Another decade draws to a close. Did we ever decide what to call this one? “The tens”? “The teens”? “The twenty-tens”? Granted, we didn’t really converge on “the two thousands” for the previous decade until it had already ended, so maybe once we get into the ’20s, we’ll have made our minds up.
One convenience of having been born in a year ending in zero: the decades of the calendar correspond to the decades of my life. This makes New Year’s Eve as good a time as any to reflect on how much my life has changed in the past ten years.
Ten years ago, I still thought I was a boy…well, sort of. “I want to be a girl,” I told myself, “but wanting to be a girl isn’t enough to make you transgender.”
I didn’t know any trans people in 2009. I couldn’t ask them about their experiences. I had only heard about trans people’s experiences through other sources, and as we’re all painfully aware, media representation of trans people is, well…not great. Especially back then.
In 2010, I met a trans person for the first time, on a forum I frequented. She had posted a thread for gender non-conforming people, and I nervously posed a question:
I want to be a girl, but I haven’t taken any steps to pursue this in real life. Do I still count?
Her response literally changed my life:
Of course you count! There are lots of trans people who haven’t started transitioning yet. In fact, I only just now started seeing a therapist who is qualified to sign off on hormone treatments.
This was not only the first time I had interacted with a trans person, but it was the first time anyone had validated my feelings about my gender identity. The feelings I had lived with for as long as I could remember.
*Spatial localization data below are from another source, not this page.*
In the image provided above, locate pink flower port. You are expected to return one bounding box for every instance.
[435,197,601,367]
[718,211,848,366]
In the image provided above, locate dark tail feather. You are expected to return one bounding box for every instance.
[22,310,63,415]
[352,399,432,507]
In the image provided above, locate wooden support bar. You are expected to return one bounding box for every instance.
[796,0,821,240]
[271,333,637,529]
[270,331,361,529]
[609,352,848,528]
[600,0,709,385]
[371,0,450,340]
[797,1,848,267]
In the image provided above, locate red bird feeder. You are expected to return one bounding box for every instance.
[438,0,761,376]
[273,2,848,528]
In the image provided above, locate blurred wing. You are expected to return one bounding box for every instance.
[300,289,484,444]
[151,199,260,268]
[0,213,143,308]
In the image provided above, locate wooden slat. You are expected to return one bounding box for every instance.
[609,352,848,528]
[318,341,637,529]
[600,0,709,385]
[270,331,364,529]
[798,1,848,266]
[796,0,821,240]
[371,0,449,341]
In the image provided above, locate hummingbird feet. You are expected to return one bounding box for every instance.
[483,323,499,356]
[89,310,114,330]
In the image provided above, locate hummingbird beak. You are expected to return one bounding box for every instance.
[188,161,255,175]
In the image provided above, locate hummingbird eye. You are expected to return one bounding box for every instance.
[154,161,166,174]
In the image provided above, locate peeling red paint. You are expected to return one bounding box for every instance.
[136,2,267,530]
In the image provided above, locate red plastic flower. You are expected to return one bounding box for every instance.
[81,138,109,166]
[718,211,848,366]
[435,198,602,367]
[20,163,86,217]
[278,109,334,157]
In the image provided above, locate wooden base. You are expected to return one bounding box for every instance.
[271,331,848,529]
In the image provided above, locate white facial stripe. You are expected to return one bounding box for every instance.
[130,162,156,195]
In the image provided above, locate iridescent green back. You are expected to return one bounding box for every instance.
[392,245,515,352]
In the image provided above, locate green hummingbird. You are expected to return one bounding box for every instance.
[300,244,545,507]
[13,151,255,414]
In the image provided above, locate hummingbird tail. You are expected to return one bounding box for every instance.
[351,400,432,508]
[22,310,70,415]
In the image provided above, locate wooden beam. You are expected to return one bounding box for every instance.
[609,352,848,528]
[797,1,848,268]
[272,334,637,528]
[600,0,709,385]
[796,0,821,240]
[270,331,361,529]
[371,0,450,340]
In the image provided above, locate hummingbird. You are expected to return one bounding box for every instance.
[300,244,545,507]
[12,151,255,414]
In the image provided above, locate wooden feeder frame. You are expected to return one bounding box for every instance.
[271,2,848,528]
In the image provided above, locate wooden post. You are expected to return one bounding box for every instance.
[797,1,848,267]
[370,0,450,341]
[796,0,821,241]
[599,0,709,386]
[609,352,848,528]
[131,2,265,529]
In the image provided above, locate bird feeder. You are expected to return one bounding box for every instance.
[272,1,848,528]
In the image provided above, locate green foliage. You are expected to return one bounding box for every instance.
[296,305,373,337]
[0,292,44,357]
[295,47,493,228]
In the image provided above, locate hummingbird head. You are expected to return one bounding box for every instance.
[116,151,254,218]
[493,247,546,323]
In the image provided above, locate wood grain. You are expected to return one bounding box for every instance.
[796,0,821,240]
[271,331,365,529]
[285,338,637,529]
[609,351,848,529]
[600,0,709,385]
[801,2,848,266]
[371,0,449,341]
And importantly, she let me know that even pre-transition trans people are valid, which was something I had never been told before.
It took me a few more months to fully understand my transgender identity. By the summer of 2011, my circle of friends included several other trans people…mostly trans women, but at least one trans man and a couple genderfluid people. It was so affirming to be able to talk through my feelings with people who not only weren’t judging me, but actively understood what I was going through.
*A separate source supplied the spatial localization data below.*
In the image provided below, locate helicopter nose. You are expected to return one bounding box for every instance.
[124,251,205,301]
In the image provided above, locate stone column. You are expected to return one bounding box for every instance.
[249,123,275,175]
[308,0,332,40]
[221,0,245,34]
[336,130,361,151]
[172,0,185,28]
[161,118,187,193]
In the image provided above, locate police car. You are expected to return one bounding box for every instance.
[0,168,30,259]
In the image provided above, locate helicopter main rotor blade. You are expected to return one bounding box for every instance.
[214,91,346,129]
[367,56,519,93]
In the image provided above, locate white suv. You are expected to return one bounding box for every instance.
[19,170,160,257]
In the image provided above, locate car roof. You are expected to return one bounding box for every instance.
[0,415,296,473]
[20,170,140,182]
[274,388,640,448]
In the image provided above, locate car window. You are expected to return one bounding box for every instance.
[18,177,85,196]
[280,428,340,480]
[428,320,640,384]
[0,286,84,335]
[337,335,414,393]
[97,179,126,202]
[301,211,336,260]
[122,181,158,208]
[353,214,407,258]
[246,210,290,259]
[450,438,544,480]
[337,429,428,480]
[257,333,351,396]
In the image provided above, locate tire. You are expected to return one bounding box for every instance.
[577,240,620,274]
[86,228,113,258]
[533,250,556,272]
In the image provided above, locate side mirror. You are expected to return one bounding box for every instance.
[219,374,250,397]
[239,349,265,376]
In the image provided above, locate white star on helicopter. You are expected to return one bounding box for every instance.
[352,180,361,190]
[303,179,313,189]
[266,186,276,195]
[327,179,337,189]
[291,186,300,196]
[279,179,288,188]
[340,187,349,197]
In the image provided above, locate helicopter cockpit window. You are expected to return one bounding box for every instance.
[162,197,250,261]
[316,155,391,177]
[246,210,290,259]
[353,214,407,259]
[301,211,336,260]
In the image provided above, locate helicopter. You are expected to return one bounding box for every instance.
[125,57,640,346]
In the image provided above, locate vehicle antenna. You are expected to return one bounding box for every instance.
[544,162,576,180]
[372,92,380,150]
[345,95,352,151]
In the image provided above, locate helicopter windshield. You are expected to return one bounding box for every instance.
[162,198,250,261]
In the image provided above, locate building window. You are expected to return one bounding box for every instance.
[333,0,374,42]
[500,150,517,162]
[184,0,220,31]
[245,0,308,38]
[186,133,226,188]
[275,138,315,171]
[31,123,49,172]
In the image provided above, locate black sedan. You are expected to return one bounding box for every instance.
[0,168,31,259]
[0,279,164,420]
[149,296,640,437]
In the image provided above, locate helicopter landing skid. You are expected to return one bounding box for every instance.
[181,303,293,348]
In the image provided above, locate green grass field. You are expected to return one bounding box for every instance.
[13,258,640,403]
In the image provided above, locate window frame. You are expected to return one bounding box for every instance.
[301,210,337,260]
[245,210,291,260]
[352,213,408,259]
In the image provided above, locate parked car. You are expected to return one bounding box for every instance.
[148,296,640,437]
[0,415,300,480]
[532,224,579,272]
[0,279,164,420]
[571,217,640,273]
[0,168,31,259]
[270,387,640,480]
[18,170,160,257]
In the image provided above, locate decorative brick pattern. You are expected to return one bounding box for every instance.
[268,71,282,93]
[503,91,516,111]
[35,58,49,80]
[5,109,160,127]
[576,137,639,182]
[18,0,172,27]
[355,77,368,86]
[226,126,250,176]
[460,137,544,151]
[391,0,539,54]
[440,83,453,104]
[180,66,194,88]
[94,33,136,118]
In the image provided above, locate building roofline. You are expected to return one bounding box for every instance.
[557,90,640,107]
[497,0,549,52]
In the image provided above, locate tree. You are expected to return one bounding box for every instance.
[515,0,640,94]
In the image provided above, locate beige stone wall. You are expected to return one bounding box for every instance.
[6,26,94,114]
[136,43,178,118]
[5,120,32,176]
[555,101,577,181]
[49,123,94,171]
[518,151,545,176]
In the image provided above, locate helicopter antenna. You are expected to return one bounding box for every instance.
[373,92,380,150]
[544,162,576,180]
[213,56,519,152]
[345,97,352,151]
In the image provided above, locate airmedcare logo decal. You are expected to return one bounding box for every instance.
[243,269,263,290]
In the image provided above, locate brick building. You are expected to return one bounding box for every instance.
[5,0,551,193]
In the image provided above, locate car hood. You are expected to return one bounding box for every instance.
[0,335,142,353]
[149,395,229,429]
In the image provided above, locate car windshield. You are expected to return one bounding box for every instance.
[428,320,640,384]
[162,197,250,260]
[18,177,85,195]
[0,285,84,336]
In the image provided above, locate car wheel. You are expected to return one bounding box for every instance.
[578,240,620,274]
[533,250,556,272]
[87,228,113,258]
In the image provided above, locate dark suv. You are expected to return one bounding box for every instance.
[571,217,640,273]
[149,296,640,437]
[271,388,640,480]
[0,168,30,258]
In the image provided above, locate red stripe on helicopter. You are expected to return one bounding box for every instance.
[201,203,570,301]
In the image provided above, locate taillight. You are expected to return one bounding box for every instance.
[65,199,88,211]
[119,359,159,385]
In early October 2011, I came out as a trans woman to my online friends. A few days later, with the support of my friends, I overcame my extreme anxiety and found the courage to come out to my family on National Coming Out Day, October 11, 2011.
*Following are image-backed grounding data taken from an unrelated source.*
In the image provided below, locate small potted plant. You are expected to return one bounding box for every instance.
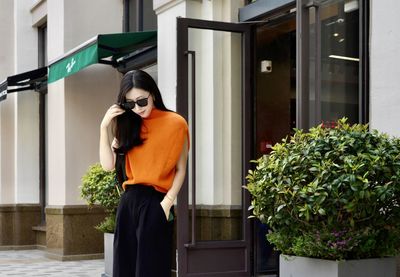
[246,118,400,277]
[81,163,122,277]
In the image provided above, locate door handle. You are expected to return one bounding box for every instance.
[184,50,197,247]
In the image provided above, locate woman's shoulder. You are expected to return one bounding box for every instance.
[162,111,188,127]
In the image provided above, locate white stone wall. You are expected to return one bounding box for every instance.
[47,0,123,205]
[47,0,67,205]
[63,0,123,205]
[156,0,187,110]
[14,0,40,204]
[0,0,16,204]
[0,0,40,204]
[370,0,400,136]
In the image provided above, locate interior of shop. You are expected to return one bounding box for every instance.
[253,2,359,274]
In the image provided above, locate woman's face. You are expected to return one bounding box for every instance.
[125,87,155,118]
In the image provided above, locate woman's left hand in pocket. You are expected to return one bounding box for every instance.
[160,199,172,220]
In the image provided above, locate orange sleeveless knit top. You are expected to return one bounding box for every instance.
[122,108,189,193]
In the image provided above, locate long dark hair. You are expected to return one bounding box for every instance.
[113,70,169,185]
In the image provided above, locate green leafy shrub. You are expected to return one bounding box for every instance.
[246,118,400,260]
[80,163,122,233]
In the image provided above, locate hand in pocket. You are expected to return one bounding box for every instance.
[160,200,171,221]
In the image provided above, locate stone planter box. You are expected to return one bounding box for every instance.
[280,254,396,277]
[102,233,114,277]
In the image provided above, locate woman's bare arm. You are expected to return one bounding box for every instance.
[99,104,124,171]
[160,137,189,217]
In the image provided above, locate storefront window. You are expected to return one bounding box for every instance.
[127,0,157,32]
[321,0,359,124]
[298,0,367,128]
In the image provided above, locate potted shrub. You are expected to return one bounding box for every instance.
[81,163,122,277]
[246,118,400,277]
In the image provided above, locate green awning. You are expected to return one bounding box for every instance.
[48,31,157,83]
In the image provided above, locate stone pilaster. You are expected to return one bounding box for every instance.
[0,204,41,249]
[45,205,107,261]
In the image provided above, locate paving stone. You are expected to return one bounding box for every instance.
[0,250,104,277]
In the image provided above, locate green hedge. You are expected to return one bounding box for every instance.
[246,118,400,260]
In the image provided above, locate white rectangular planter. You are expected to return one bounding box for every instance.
[102,232,114,277]
[280,254,396,277]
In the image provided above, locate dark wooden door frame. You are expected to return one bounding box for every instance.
[176,17,254,276]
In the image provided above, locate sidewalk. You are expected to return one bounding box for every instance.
[0,249,104,277]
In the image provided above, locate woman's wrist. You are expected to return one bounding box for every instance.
[160,198,174,211]
[165,194,175,203]
[100,122,109,130]
[162,196,174,208]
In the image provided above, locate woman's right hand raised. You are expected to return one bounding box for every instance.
[100,104,125,129]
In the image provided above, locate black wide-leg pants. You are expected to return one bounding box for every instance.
[113,185,174,277]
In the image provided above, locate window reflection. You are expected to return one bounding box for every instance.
[320,0,359,124]
[309,0,360,126]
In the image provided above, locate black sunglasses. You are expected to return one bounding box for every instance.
[120,94,151,110]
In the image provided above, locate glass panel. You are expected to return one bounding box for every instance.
[308,0,360,126]
[320,0,359,124]
[128,0,137,32]
[308,7,317,127]
[143,0,157,31]
[38,26,47,67]
[188,29,243,241]
[129,0,157,31]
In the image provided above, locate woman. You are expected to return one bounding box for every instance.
[99,70,189,277]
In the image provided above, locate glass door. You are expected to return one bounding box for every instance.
[177,18,253,276]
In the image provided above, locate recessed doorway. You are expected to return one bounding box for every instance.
[254,11,297,277]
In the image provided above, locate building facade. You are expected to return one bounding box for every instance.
[0,0,399,276]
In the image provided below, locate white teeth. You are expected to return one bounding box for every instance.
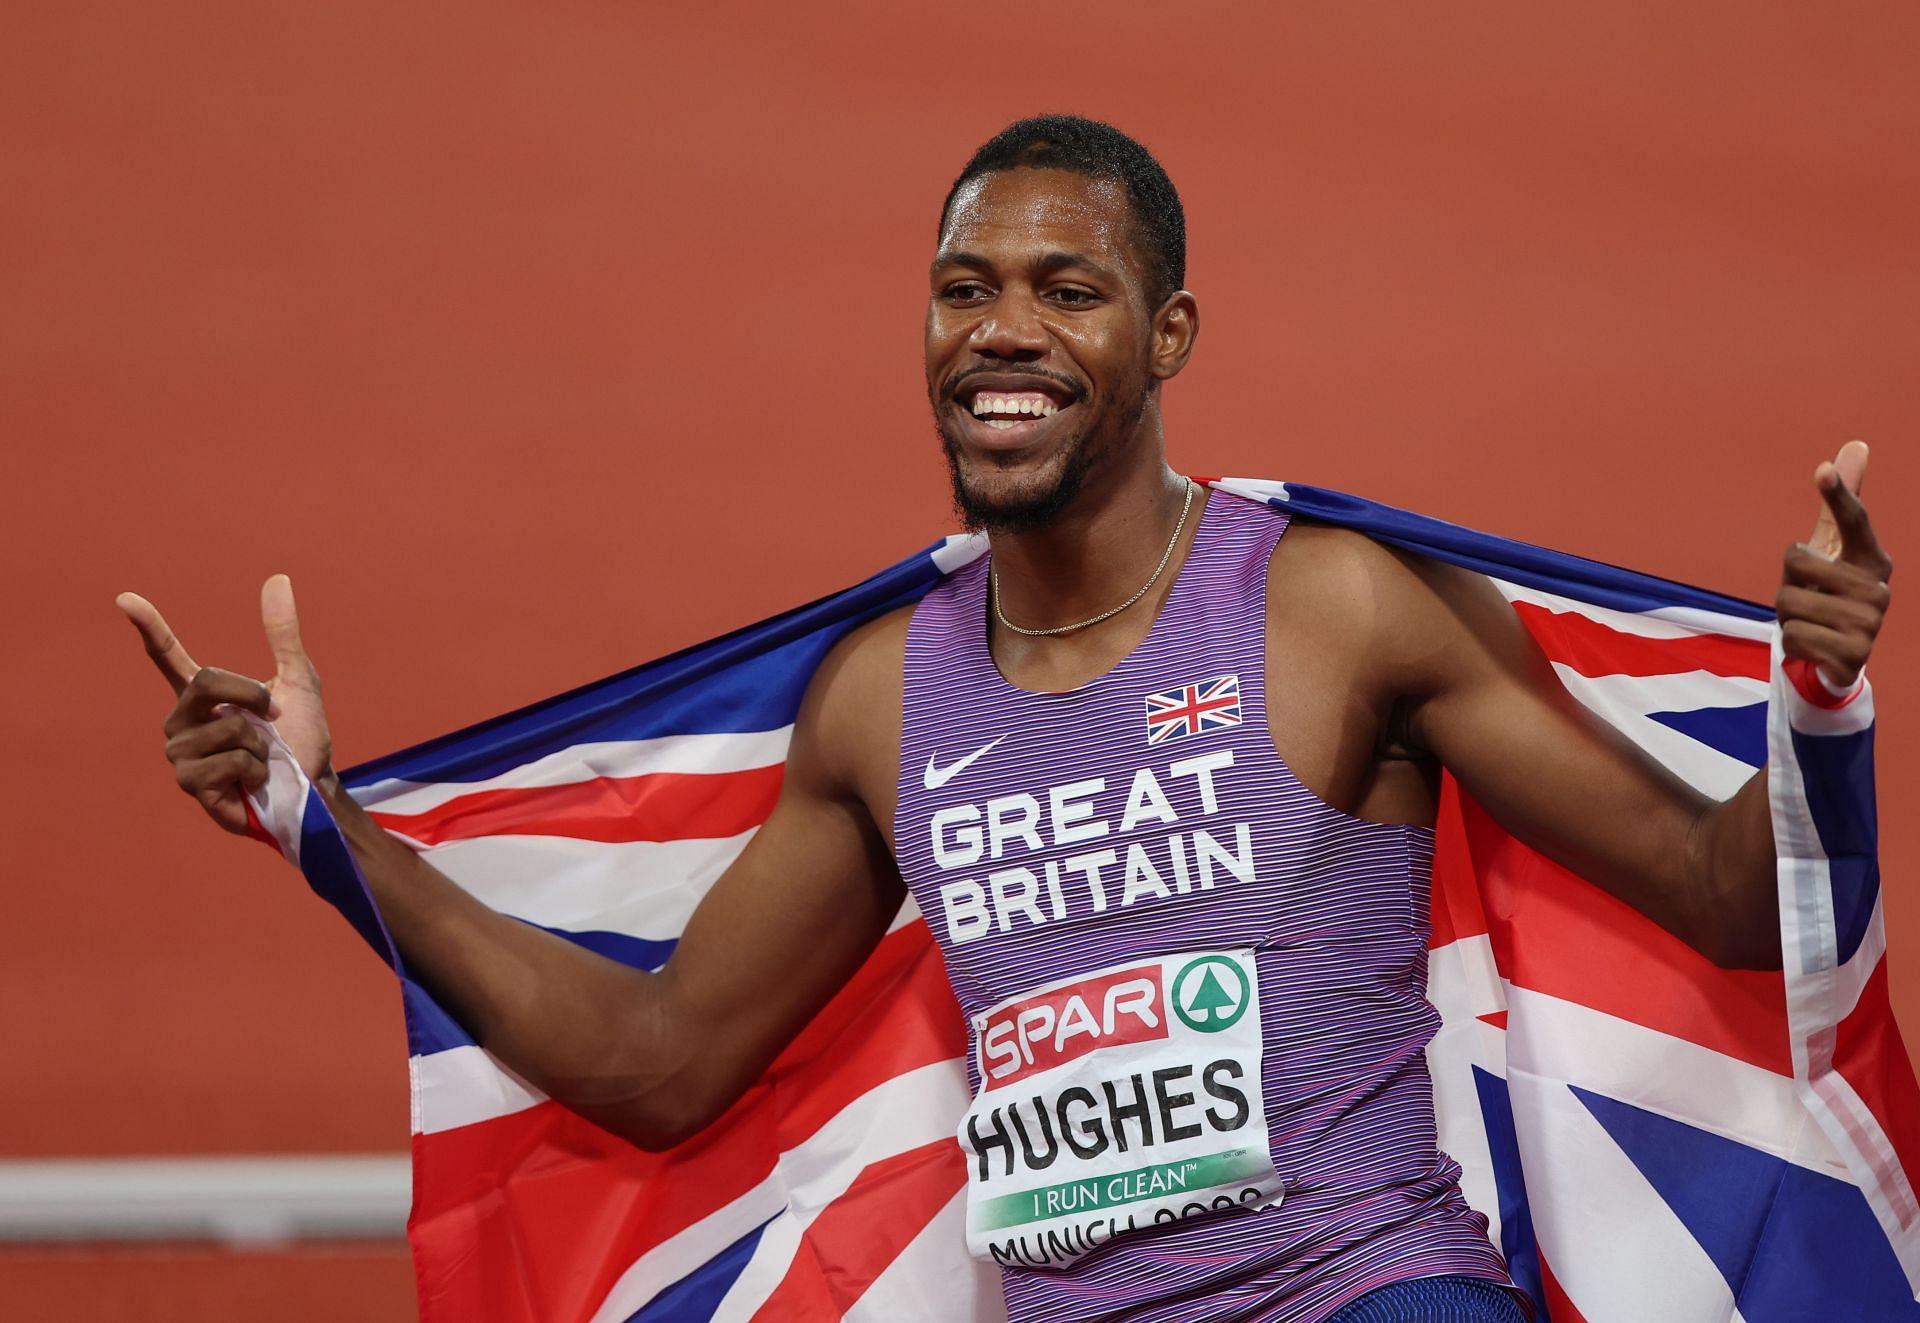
[967,392,1063,419]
Before long, I discovered an aspect of identifying as trans that I hadn’t expected: People who knew me as their “trans friend” began coming to me for advice about their own gender identities. Throughout the rest of the decade, I helped several people figure out their identities and begin living their true lives, including my long-term romantic partner—who soon went on to fulfill the “advice-giving trans friend” role when our other partner came out earlier this year.
In 2016, I changed my legal name. Admittedly, it was kind of an odd first step in my transition, as I was still publicly presenting as male at that time, but having my new name formally recognized was an important step towards getting my family to acknowledge my identity. I changed the gender marker on my driver’s license shortly after, which was a surprisingly simple process.
The end of the decade marked the beginning of a new era. With my final year of undergrad studies beginning in 2019, I knew it was now or never: I decided to come out publicly at my university, and adopt a feminine presentation in public. Only a month later, I began hormone treatment. As far as 2019 goes, I have few regrets.
As the 2010s come to an end, one thing is certain: I am a much happier person now than I was ten years ago. And I’m looking forward to what 2020 will bring.